I recently encountered a MCQ question which goes like this:
Let $X_1,X_2,…,X_n$ be independent random samples from $N(\theta,\theta)$, where both the mean and variance are $\theta$, where $\theta$ is unknown. Then which of the following statements is/are true?
(a) $\sum (X_i)^2$ is sufficient for $\theta$
(b) $\sum (X_i)$ is sufficient for $\theta$
(c) [$\sum (X_i)$,$\sum (X_i)^2$] is sufficient for $\theta$
(d) Sufficient statistics does not exist.
My Attempt: Using the factorization theorem,
$$f(x_i,\theta) = \frac{1}{\sqrt{2\pi\theta}} e^\frac{-(x_i-\theta)^2}{2\theta}$$
$$\prod f(x_i,\theta) = \prod_{i=1}^{n} \frac{1}{\sqrt{2\pi\theta}} e^\frac{-(x_i-\theta)^2}{2\theta}
= (\frac{1}{\sqrt{2\pi\theta}})^n e^\frac{-\sum_{i=1}^{n} (x_i-\theta)^2}{2\theta} \\
=(\frac{1}{\sqrt{2\pi\theta}})^n (e^\frac{-\sum_{i=1}^{n} (x_i)^2}{2\theta}e^\frac{-\theta}{2}) e^{\sum_{i=1}^{n} (x_i)}
= f_1(t,\theta) f_2(x_i)$$ where $T=\sum_{i=1}^{n}(X_i)^2$.
Thus, the statistic $T$ is sufficient for $\theta$, implying (a) is ture and (d) is false.
However, the answer for the MCQ is given as (a), (b) and (c).

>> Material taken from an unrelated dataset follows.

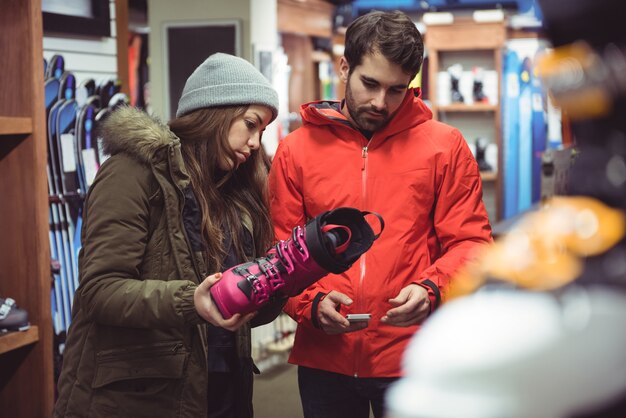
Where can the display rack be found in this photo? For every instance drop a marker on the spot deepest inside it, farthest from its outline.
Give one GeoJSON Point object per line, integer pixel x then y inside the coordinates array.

I am not able to prove (b) and (c) using the factorization theorem. Please help.
Best Answer
In the case where the parametric family is normal with unknown mean $\mu$ and variance $\sigma^2$, we already know that a sufficient statistic (indeed, joint MLE) is $T = (\hat \mu, \hat \sigma)$ where $$\hat \mu = \bar X, \quad \hat \sigma^2 = \frac{1}{n} \sum_{i=1}^n (X_i - \bar X)^2.$$ So when we have the additional constraint that $\mu = \sigma^2$, we immediately know that at least some data reduction is attainable through $T$, which excludes answer choice (d). Even more trivially, the sample itself is a trivial sufficient statistic in which no data reduction occurs.
Moreover, if you found that $\sum X_i^2$ is sufficient for $\theta$, then you already know that $(c)$ in addition to $(a)$ must be true, since knowledge of $(c)$ gives full knowledge of $(a)$.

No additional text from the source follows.